Journalist: Career Summary, Job Outlook, and Education Requirements

Explore the career requirements for journalists. Get the facts about salary, degree requirements, job outlook and job duties to determine if this is the right career for you. Schools offering Journalism degrees can also be found in these popular choices.

What Is a Journalist?

Journalist careers include reporters, news correspondents, news writers, columnists and newscasters. They can work for a variety of media organizations, including newspapers, television or radio stations. Journalists will research topics that they have been assigned to inform the public about news and events taking place. Their research may include interviews and contacting experts or consultants in the area. Once their research is complete, they will create a written piece about the subject, compile audio or visuals to enhance it, review it and continue to update it as new information is available. The demand for multimedia journalists who can publish work in multiple kinds of media is increasing. A summary of important career details are available in the following table.

Degree Required Bachelor's degree
Education Field of Study Journalism, mass communications, communications
Key Skills Writing and speaking, persistence, computer literacy, physical stamina, objectivity
Job Growth (2014-2024) -8% for all reporters and correspondents*
Median Salary (2015) $36,360 for all reporters and correspondents*

Source: *U.S. Bureau of Labor Statistics

What Education Do I Need to Become a Journalist?

Print and broadcast journalism programs are available at the undergraduate and graduate levels. Most entry-level jobs require at least a bachelor's degree with an employer preference for degrees in journalism or mass communications.
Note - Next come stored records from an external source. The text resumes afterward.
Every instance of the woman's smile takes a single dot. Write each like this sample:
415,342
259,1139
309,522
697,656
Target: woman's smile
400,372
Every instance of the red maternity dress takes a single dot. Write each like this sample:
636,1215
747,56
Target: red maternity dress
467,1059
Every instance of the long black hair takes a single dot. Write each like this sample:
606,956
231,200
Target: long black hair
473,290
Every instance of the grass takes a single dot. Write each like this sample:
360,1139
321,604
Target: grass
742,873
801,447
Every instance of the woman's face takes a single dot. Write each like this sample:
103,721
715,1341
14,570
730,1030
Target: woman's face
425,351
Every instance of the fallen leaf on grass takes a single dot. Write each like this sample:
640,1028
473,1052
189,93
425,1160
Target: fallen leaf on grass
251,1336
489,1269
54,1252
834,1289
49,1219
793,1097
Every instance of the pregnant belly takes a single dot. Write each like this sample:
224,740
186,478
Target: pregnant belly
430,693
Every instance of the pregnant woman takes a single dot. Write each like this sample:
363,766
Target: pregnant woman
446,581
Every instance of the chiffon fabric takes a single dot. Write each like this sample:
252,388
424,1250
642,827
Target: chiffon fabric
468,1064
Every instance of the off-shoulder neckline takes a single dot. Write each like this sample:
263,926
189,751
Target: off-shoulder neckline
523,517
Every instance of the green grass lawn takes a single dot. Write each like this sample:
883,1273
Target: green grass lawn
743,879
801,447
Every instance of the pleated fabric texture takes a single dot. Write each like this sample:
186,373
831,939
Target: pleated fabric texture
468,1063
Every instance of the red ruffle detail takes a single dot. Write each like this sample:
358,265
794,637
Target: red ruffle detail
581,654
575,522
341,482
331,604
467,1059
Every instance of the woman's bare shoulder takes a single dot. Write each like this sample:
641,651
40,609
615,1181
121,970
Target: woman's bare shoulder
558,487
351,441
Experience is important in this field, so choosing a program that offers opportunities for real-world experience with newspapers, radio and television can be helpful.

Many colleges and universities offer bachelor's degree programs with concentrations like science and health journalism, photojournalism and emerging media. Other classes might include journalistic inquiry, ethics, journalism in culture and news reporting. The Society of Professional Journalists recommends journalism students become well rounded by also taking electives in a variety of subjects, like accounting, law, government and business (www.spj.org).

Master's degree programs highlight investigative journalism, advanced research, theory and leadership. Some programs have specialties like public policy, online journalism and investigative reporting. Courses may cover quantitative research methods, how to report on religious topics and national security reporting. A number of journalism schools have combined bachelor's and master's degree programs that can be completed in five years.

What Would My Job Duties Be?

Journalists attend events and activities, to observe, interview and report. You might also perform research and document your facts in written, photo, video and audio formats. You may also give viewpoints or opinions about the news to your audience as a columnist or commentator. Work hours can be irregular and assignments are frequently completed under tight deadlines.

What Is the Employment Outlook?

The U.S. Bureau of Labor Statistics expects a decrease of 8% for reporters and correspondents, leading to a moderate decline in employment for 2014-2024 (www.bls.gov). Since many media outlets have transitioned to online publication, competition for jobs is high, with many jobs going to those who have new media skills.

What Are Some Related Alternative Careers?

There are a few related careers that require a bachelor's degree, including editors; public relations specialists; film and video editors; and camera operators. Editors are responsible for reviewing and revising work prior to publication. Public relations specialists represent various organizations and help their organizations present a positive public image. They may accomplish this through media releases. Film and video editors and camera operators create, manipulate and change the images that an audience sees.